Nel 1958, di ritorno da una delle marce della pace organizzate dal filosofo Bertrand Russell, il poeta beatnik Gregory Corso scrive Bomb, un componimento battuto a macchina in maniera tale che i versi (ciascuno di lunghezza progettualmente differente dagli altri) formino – guardando sinotticamente l’insieme dei fogli disposti in verticale – una silhouette ormai nota al grande pubblico: il “fungo atomico” associato alla Bomba per antonomasia. Insomma un calligramma come quelli che il poeta-soldato Apollinaire pubblicò nel 1918, alla fine della Prima guerra mondiale da lui definita “un grand spectacle”; solo che i calligrammi autografi di Apollinaire rivelano la nostalgia di un piccolo mondo antico/moderno (un violino, un vaso da fiori, la Tour Eiffel…) mentre Corso è già nell’ironia postmoderna di chi ha imparato a non temere e ad amare la Bomba. Il poeta si rivolge all’ordigno dandogli del tu (“You are as cruel as man makes you / and you’re no crueller than cancer”) e finisce col dichiarargli il suo amore: “O Bomb I love you / I want to kiss your clank / eat your boom”.
Nel 1962, quando la crisi dei missili di Cuba fa precipitare il mondo sull’orlo della terza guerra mondiale (risolta personalmente da Kennedy e Kruscev con l’introduzione della “linea calda” Washington/Mosca), Stanley Kubrick si è già trasferito in Inghilterra per girare una black comedy nucleare basata sul romanzo di Peter George Two Hours to Doom. Fra i collaboratori chiamati da Kubrick ci sono: lo sceneggiatore Terry Southern, che trova il titolo definitivo Dr. Strangelove or How I learned to stop worrying and love the Bomb; lo scenografo Ken Adam, ammirato per Agente 007 – Licenza di uccidere, che progetta la war room e anche l’interno del bombardiere (si tenga conto che all’epoca nessuno sa com’è fatta una bomba atomica); e il cowboy Slim Pickens, che cavalcando la bomba N come fosse un puledro da domare si trasforma nel simbolo visivo del bellicismo yankee.

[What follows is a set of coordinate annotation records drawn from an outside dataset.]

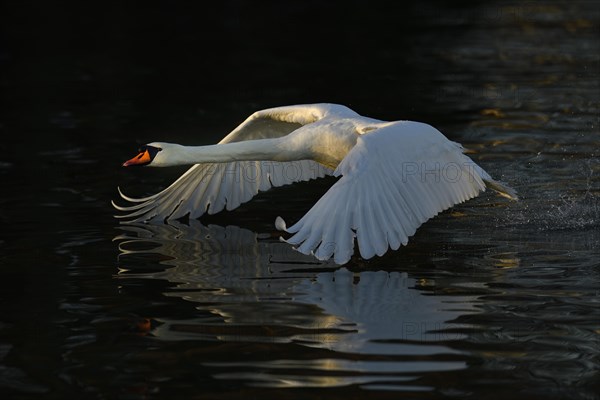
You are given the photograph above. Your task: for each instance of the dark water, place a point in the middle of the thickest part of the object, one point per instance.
(489, 300)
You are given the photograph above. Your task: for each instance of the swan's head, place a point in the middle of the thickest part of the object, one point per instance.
(155, 154)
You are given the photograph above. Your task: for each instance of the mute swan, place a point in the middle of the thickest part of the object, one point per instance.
(395, 176)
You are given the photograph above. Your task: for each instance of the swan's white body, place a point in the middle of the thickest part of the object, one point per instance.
(395, 176)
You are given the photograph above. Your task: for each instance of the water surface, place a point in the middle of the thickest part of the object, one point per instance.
(490, 299)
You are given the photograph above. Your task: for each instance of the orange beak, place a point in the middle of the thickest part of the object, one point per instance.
(141, 159)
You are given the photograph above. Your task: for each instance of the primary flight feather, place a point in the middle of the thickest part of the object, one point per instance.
(394, 176)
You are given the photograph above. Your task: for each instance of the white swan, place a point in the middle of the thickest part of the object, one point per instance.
(395, 176)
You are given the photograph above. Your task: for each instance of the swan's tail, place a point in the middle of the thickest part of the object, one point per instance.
(501, 189)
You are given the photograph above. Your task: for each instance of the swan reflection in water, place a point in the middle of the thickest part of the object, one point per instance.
(249, 287)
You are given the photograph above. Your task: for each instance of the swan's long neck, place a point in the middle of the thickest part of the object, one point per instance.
(251, 150)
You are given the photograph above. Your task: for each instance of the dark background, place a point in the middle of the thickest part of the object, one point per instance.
(83, 83)
(106, 70)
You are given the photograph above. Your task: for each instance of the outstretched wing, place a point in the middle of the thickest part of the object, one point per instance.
(210, 187)
(393, 180)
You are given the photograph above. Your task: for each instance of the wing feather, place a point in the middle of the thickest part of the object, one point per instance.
(393, 180)
(211, 187)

Il finale a torte in faccia viene sostituito da un montaggio concettuale: un assemblaggio di funghi atomici (materiale di repertorio, visto che gli effetti speciali dell’epoca non sono in grado di simulare una fusione nucleare) è commentato dalla canzone di Vera Lynn We’ll meet again (celebre in Gran Bretagna durante la Seconda guerra mondiale e poi citata dalla Regina Elisabetta nel messaggio alla nazione del 2020); le canzoni di propaganda mentono, con il conflitto nucleare non c’incontreremo più. Dunque, ora che la bomba H compie i 70 anni, è inutile chiedersi se ha fatto bene il suo lavoro di deterrenza. Bisogna semplicemente mandarla in pensione.